Year end 2011 was more challenging than recent years for many of our Clients and payroll software partners, due to the 21 FUTA Credit Reduction States. For 2012, there are 25 states currently up for possible FUTA credit reductions. Coming fresh off of preparing and filing the payroll tax returns and payroll tax deposits for 4th quarter 2011 seems to me the best time to start preparing for year end 2012. At Payroll Tax Management, we are taking lessons learned from year end 2011 to proactively prepare our clients for year end 2012, when many of the same states are likely to face FUTA credit reductions again.
1. Collect FUTA from clients at expected credit reduction rate. Beginning with 1st quarter, 2012, collect FUTA taxes from clients at the expected higher rate, but do not remit the entire amount.
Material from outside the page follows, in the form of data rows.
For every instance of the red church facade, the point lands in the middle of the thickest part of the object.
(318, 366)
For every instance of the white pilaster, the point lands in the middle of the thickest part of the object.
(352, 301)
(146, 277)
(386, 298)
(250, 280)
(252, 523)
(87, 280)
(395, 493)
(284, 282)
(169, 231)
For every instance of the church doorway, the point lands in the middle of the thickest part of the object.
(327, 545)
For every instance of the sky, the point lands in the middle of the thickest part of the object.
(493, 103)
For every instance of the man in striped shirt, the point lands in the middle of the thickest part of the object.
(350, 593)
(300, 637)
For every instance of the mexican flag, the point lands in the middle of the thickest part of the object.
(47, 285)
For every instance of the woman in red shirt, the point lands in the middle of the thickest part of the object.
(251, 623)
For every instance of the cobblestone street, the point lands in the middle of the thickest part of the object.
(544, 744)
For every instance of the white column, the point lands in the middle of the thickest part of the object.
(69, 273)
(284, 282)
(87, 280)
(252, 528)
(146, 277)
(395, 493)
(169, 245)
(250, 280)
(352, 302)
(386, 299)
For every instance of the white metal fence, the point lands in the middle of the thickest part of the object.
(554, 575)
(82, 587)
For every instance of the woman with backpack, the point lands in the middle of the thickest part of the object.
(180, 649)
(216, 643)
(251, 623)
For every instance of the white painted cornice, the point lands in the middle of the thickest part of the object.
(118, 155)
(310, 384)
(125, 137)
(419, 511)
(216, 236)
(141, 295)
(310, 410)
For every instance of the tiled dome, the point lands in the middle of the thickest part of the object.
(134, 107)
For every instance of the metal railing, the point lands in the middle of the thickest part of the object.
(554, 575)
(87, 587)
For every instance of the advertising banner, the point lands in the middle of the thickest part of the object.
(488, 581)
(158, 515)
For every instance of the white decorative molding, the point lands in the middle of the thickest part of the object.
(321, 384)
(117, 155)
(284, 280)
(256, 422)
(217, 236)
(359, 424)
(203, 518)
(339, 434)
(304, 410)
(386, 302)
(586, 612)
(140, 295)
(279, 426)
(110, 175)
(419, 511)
Instead, remit taxes at the standard FUTA rate and hold the additional in your tax impound account. Continue to collect in this manner for each quarter in 2012. When processing Federal payroll taxes for 4th quarter 2012, you will already have the additional amount each client owes if their state ends up with a FUTA credit reduction. If their state does not end up with a FUTA credit reduction, you can simply refund the overage to your clients. Most clients will appreciate not having to come up with additional money at the last minute. Check the Department of Labor Website http://www.dol.gov/ for updates on states that face credit reductions in 2012.
2. Pay extra close attention to Prepays from mid-year starts. When implementing clients mid-quarter or mid-year, ensure you are correctly adding prior data files from the clients’ prior payroll processor. Run a calculation to determine the FUTA rate that was being used by the prior payroll processor. Apply the first rule above and retroactively collect additional FUTA tax for prior quarters using the potential credit reduction rate.
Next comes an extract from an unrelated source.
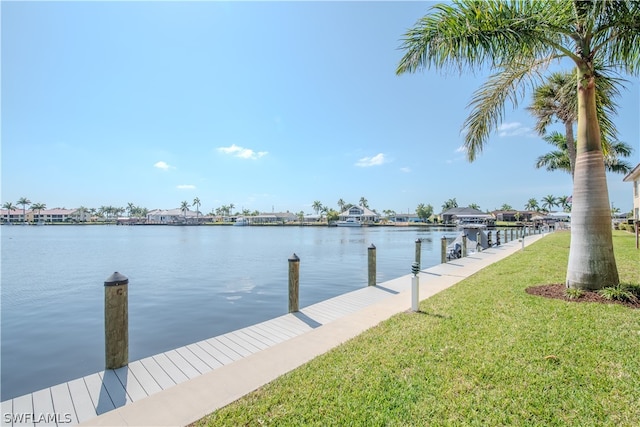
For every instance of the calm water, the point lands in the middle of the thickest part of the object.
(185, 284)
3. Follow up with your software and service providers. Given that many of the 2011 FUTA credit reductions states may also be up for credit reductions in 2012, tax compliance software developers should be more prepared this year. It will not hurt to follow up now and then a couple more times later in the year, just to ensure your system will be able to process the data correctly or export a correct and complete file to your tax filing service.
What steps are you taking to prepare your staff and your client base for potential FUTA credit reductions in 2012?